Novel Approaches for Linking Air Quality Mixtures, Climate, and Human Health
John Pearce, Ph.D.
NIEHS Grant: R00ES023475
Urban air pollution is a significant public health problem with estimated mortality impacts predominantly among infants and elderly people with pre-existing cardiovascular and respiratory disease. Research on ambient air pollution health effects has begun shifting research objectives away from the single-pollutant paradigm to a more multi-pollutant or mixtures perspective to better understand the impacts of "real world" air pollution exposures on human health. Another area that is fundamentally linked to air quality, and id of increasing concern for public health, is climate change.
During the initial K99 phase, the candidate will work closely with mentors to develop improved statistical methodologies for assessing the effects of multi-pollutant exposures in epidemiological studies, a natural extension of current postdoctoral research. The intent here is to shift focus from identifying the types of air pollutant mixtures that occur in the environment, to characterizing multi-pollutant exposures for epidemiological research.
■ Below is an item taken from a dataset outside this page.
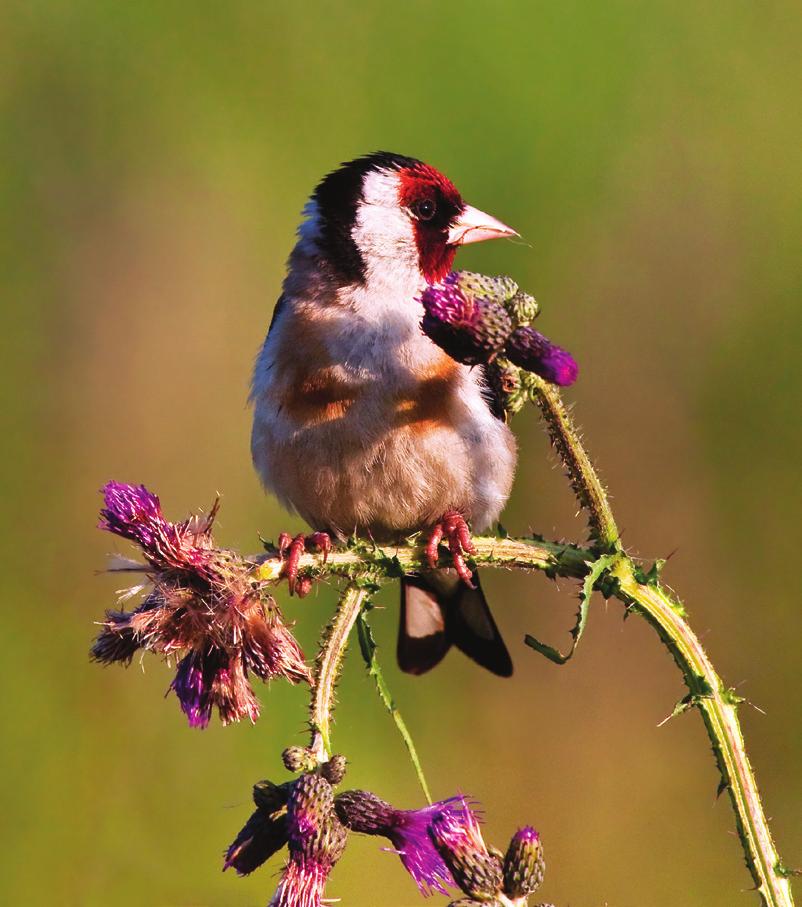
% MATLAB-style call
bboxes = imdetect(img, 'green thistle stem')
[522,373,620,552]
[309,584,367,762]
These will be applied to two ongoing epidemiological investigations being conducted within the Southeastern Center for Air Pollution Epidemiology (SCAPE), which is an EPA-funded Clean Air Research Center shared between Emory University and Georgia Institute of Technology. The studies include a short-term ecological study and a long-term cohort study.
During the mentored phase, multi-pollutant temporal profiles will be developed for an investigation of short-term associations with exposure and cardiorespiratory health outcomes. Next, multi-pollutant spatial profiles will be developed to examine long-term associations between multi-pollutant exposure and respiratory disease incidence. During this phase, the candidate will receive new training in biostatistical and epidemiologic methods focused on environmental epidemiology. Transitioning to independence in the R00 phase of the award, these new skills will be merged with the PhD training to pursue research focused on understanding the implications of climate on air quality mixtures.
The first specific aim will examine the meteorological sensitivity of specific multi-pollutant combinations in order to better understand potential changes in air pollutant mixtures under various climate scenarios. The final specific aim is to develop environmental profiles for the examination of human health vulnerability to heat and multi-pollutant mixtures. At the conclusion of this award, the candidate intends to have demonstrated expertise in analyzing effects for the emerging research areas of multi-pollutant mixtures and climate variability, providing a firm basis for a career as an environmental health scientist focusing on exposure characterizations for epidemiological research.